Is It Hard For Large Companies To Innovate?

After spending most of my working adult life inside a large company, you get to witness many things. Some would probably call them the good, bad and ugly. How many articles, blog posts and conversations have you been a part of that talks about “you must innovate” to continue to succeed? Can you really innovate in a large company?  If you are in a large company or have worked in a large company, think about that for a minute.  Pause… What is your definition of truly innovating? Take out the tweaks to what you are already doing. I would like you to think about those innovations that transform what the company is doing. Now, is there innovation happening?

I think it can happen, but it must be stressed and discussed at almost every turn. From my experience, many large companies have put in a lot of “systems” to insure that decisions or budget or product changes or whatever are following some version of “red” tape. Necessary? Yes, to a point. I feel that those “systems” cause many of the employee base to shy away from innovating. Why?

  • Fear of making a mistake. We all are told to “think outside of the box” or take a risk, but with many in a large company, make a mistake and you could be the person that is at the bottom of the performance curve. Taking risks and making mistakes can not be punished. All you have to think about is the mistake that invented the post-it note (the glue that just did not stick as well as it should have). I don’t want to tell you how many times I witnessed  that risk taker get singled out for not performing like the others.

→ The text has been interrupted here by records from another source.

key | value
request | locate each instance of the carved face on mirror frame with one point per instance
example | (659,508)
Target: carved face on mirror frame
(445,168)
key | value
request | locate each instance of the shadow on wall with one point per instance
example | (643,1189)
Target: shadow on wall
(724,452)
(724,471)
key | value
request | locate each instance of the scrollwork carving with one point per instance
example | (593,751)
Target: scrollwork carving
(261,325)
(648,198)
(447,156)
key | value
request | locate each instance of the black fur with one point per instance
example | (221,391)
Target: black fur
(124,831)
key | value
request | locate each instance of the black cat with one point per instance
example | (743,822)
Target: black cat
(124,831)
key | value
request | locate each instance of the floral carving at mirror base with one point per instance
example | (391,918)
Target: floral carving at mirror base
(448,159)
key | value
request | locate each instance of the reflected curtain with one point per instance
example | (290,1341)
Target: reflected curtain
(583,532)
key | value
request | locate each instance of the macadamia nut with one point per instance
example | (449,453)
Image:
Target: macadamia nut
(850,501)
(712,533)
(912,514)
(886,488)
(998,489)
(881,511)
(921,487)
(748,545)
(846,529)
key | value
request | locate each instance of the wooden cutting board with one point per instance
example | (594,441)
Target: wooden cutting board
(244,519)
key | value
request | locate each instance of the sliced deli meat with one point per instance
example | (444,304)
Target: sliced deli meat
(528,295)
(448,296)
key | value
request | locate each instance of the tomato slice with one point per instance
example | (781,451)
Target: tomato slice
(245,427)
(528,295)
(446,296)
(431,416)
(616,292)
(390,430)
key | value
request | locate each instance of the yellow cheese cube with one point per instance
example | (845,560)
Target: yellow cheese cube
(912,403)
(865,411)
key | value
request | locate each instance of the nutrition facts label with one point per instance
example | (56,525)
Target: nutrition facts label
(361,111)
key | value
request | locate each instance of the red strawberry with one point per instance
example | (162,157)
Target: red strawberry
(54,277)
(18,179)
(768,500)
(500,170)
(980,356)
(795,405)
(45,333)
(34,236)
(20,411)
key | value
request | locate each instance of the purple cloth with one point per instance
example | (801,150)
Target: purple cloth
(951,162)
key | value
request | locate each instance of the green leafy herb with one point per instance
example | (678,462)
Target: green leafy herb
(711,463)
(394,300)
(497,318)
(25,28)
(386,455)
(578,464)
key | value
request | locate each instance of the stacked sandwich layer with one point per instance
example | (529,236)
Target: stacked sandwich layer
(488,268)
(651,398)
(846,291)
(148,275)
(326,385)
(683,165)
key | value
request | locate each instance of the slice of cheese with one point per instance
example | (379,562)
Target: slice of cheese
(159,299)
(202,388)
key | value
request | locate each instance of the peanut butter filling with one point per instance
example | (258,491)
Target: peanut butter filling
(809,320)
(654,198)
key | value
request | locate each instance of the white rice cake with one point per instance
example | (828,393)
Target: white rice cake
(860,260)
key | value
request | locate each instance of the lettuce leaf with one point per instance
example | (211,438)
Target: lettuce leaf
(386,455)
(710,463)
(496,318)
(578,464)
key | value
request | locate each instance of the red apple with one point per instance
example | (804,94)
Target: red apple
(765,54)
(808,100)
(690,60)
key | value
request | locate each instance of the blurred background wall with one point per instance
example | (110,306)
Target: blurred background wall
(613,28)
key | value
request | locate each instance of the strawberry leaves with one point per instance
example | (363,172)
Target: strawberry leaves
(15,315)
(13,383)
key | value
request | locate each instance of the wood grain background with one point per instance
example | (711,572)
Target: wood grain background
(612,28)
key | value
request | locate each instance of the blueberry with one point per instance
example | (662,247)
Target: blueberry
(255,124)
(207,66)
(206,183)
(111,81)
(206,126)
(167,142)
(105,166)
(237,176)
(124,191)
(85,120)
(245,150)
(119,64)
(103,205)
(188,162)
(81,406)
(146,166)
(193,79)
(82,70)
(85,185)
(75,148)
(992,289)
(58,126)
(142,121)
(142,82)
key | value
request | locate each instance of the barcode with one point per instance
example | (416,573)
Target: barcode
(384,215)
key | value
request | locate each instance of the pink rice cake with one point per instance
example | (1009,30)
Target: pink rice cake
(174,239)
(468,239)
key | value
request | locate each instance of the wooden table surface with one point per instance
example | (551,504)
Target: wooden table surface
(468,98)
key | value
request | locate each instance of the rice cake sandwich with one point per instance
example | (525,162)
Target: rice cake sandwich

The first time it happens in a department, risk taking goes straight out the window. No words can bring it back.
  • Setting up “innovation programs” don’t work. Let me clarify the “program” a bit. These are those programs that have a sponsor, list of ideas, committees that review the ideas, approval processes, tracking approved projects and rewarding those “successful” innovators. Placing red tape completely around innovation. That does not really get innovation or does it? From  my experience it just gives you tweaks to what you already have. Usually those that are administering the “innovation system” are not entrepreneurial spirits but process certified folks. I would argue that many employees  will shy away from “red” tape.
  • Actions speak louder than words. Ever sit in a department update meeting and count the number of times the word “innovation” was used? Try it in your next large department meeting. Makes you want to get going on innovating. Then off you go! Once down that path. How did it go? With most large companies, it was a painful process. If you “really” wanted to fight city hall all the way – you would be exhausted and tell your co-workers about your experience. Actions are real (and in most cases shared with the rest).

What does it take for a large company to innovate? Right off the top there truly needs to be within the culture of the organization of entrepreneurial spirit. Thinking and acting like an entrepreneur. Time must be given within the daily order of business. If the “day job” is all time consuming, how in the world will people get to be thinking or working on something innovative. If you must have a process, make sure that it is very lean. Take out the many review committees, long templates and death by data analysis. Keep it simple (stupid). Lastly, reward every for their attempts at innovation. There is success in failure (you just have to look). I would say, it is better to focus on those that don’t or are not working on innovation. Make that a priority in their professional development plan. If you want that organization to be innovative… You must innovate your organization away from what they are doing today.